The survey, conducted months prior to President Obama’s recent visit to Kenya, says 61 per cent of Kenyans expressed approval of Chinese leadership, while 58 per cent approved of US leadership.
In Tanzania, 49 per cent approve of US leadership, a drop of 40 points over five years, and 50 per cent endorse Chinese leadership, a drop of 14 points since 2009. More Ugandans support the US role than that of China, Gallup found, with 48 per cent approving of US’s leadership compared to 37 per cent of Ugandans who give an affirmative response to China’s.

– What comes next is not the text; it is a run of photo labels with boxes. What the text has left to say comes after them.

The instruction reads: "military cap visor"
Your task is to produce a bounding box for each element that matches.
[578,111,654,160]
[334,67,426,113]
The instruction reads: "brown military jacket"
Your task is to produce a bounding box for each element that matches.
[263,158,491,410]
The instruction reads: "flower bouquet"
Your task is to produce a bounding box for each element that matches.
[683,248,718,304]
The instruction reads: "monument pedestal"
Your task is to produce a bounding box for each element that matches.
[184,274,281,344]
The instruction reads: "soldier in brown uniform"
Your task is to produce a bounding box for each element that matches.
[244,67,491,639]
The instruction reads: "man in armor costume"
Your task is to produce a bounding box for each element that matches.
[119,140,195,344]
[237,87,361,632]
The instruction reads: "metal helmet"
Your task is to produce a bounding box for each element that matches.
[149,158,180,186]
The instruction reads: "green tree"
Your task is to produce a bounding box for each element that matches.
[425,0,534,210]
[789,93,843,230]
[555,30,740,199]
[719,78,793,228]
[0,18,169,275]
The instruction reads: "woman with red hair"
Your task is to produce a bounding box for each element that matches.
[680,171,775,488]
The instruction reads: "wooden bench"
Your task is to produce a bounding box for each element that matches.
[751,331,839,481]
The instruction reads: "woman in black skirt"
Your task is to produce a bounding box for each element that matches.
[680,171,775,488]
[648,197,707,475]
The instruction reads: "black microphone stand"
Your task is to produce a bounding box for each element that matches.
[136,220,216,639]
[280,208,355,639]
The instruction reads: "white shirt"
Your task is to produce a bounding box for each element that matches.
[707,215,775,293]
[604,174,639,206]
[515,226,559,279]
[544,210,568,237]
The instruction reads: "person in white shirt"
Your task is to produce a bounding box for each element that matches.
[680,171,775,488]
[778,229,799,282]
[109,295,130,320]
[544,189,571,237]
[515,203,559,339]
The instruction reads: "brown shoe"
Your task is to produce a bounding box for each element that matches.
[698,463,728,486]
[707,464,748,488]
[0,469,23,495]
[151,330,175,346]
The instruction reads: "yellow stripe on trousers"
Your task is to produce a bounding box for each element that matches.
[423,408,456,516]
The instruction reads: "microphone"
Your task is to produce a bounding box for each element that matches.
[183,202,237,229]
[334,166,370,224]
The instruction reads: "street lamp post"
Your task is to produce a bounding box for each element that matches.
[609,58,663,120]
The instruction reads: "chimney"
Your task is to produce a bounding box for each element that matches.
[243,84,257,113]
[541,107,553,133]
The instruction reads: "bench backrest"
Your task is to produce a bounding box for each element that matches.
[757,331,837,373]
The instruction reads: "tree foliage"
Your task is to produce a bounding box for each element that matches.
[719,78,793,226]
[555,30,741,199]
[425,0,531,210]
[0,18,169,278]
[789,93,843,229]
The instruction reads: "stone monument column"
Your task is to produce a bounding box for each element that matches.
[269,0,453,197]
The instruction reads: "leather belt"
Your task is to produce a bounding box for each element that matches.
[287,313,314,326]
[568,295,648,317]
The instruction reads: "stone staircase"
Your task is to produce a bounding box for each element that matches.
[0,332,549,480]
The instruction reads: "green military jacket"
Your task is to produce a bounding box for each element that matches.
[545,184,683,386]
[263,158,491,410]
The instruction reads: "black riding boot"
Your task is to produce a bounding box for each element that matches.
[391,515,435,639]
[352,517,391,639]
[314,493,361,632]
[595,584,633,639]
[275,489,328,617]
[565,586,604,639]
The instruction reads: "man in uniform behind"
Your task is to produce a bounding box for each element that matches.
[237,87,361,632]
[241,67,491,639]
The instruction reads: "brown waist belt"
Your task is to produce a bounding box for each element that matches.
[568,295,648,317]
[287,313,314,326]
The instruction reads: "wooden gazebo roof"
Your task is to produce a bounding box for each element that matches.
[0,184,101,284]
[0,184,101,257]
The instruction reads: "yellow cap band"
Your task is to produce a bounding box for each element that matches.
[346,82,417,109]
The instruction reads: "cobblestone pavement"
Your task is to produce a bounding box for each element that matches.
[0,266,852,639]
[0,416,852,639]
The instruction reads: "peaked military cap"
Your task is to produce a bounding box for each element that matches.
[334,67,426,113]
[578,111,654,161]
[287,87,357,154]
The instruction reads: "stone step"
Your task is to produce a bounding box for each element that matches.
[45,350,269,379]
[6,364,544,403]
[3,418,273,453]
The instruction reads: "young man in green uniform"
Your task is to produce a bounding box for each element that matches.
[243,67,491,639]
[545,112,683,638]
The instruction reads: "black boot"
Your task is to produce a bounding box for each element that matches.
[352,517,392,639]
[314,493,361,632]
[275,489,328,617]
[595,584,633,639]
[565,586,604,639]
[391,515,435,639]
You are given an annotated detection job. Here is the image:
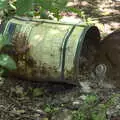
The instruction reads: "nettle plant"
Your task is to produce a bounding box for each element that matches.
[0,0,68,19]
[0,0,92,23]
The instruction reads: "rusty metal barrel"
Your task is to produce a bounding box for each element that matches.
[1,17,100,83]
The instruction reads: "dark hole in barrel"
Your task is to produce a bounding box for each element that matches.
[79,26,100,70]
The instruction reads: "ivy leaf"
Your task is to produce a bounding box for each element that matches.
[0,0,8,10]
[0,54,17,70]
[16,0,33,15]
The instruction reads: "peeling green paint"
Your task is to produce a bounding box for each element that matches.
[0,18,100,82]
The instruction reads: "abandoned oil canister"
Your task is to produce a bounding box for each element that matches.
[2,17,100,83]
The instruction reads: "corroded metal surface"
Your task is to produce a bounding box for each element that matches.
[0,18,101,83]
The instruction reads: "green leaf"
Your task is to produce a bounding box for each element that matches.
[16,0,33,15]
[0,0,8,10]
[0,54,17,70]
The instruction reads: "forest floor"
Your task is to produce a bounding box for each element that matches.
[0,0,120,120]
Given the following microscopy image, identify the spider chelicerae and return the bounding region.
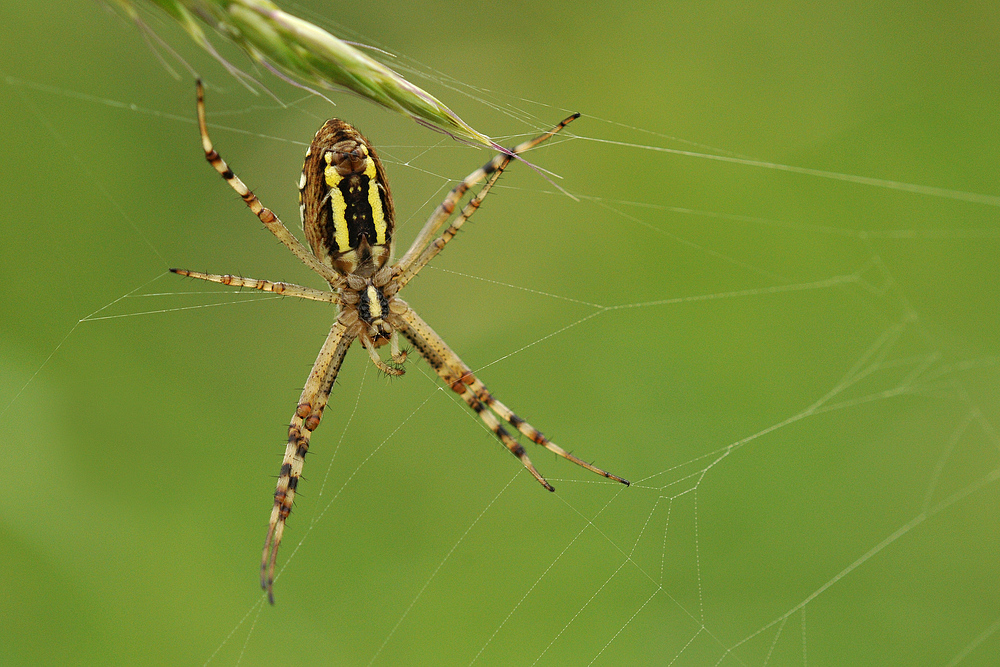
[170,81,628,604]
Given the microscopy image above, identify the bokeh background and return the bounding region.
[0,0,1000,666]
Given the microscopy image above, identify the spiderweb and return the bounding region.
[0,5,1000,665]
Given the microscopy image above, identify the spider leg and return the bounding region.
[396,164,510,288]
[400,308,628,491]
[260,322,354,604]
[170,269,337,303]
[397,114,580,286]
[198,79,343,289]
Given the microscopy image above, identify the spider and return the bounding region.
[170,81,629,604]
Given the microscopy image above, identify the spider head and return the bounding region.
[324,139,371,177]
[340,267,406,345]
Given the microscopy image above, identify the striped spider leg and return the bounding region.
[171,81,628,604]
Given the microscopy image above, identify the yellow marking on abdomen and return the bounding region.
[365,158,386,245]
[323,158,351,252]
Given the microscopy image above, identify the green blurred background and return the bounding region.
[0,0,1000,665]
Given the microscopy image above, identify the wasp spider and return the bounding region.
[171,81,628,604]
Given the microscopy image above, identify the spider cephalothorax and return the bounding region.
[337,266,409,375]
[171,82,628,603]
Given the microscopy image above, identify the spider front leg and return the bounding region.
[197,79,343,288]
[396,113,580,287]
[400,309,629,491]
[260,322,354,604]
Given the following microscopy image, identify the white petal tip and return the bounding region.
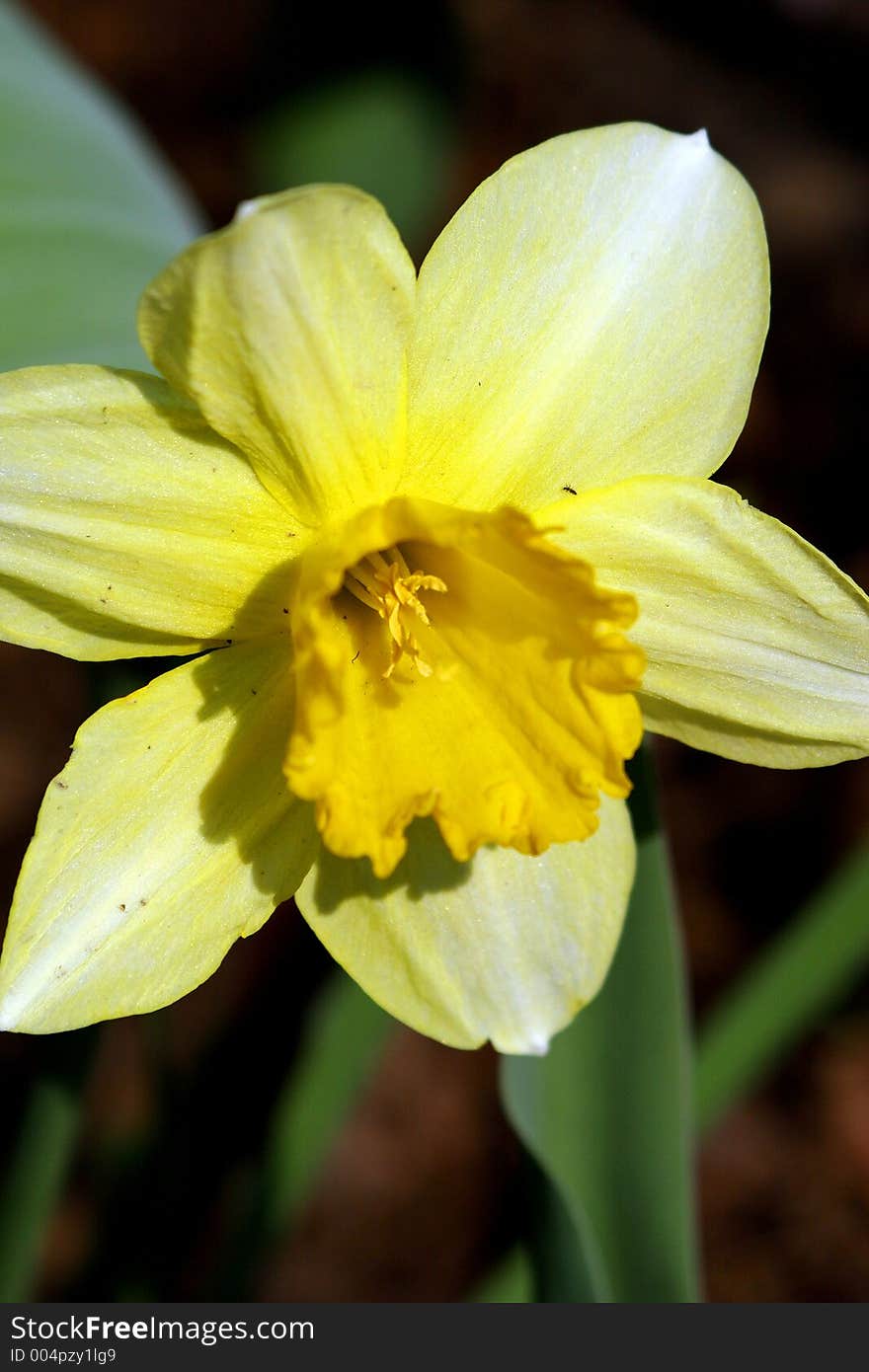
[493,1031,549,1058]
[232,200,260,224]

“In all countries except Chad, US leadership lost more approval than China’s leadership. It should be noted, however, that in 2014, relatively high proportions of Africans in several countries did not express an opinion about the leadership of the US or China.”
The two analysts note that the highest approval ratings for both the US and China in 2014 came from the Sahel region where Senegal and Chad had the highest approval ratings of US leadership performance, while Niger and Senegal had the highest approval ratings of Chinese leadership performance.
Bottom line, Rheault and McCarthy say, since the launch of the World Poll in 2005, sub-Saharan Africa is the region where approval of US leadership has been the highest in the world.
Accordingly, after Obama was elected in late 2008, Africans’ approval of US leadership topped 75 per cent in many nations.
“Although their approval has been declining in recent years, such a decline is not mirrored by an increase in Africans’ approval of China’s leadership. Rather, Africans’ attitudes toward China have remained relatively stable over the years.”
The analysts note that the findings also underscore the need to analyse results at the country level because each one has its own specific needs and interactions with the US and China.
They say that the two countries’ engagement across the continent also has been quite different, with greater emphasis on human development and governance for the US and a deeper focus on infrastructure for China.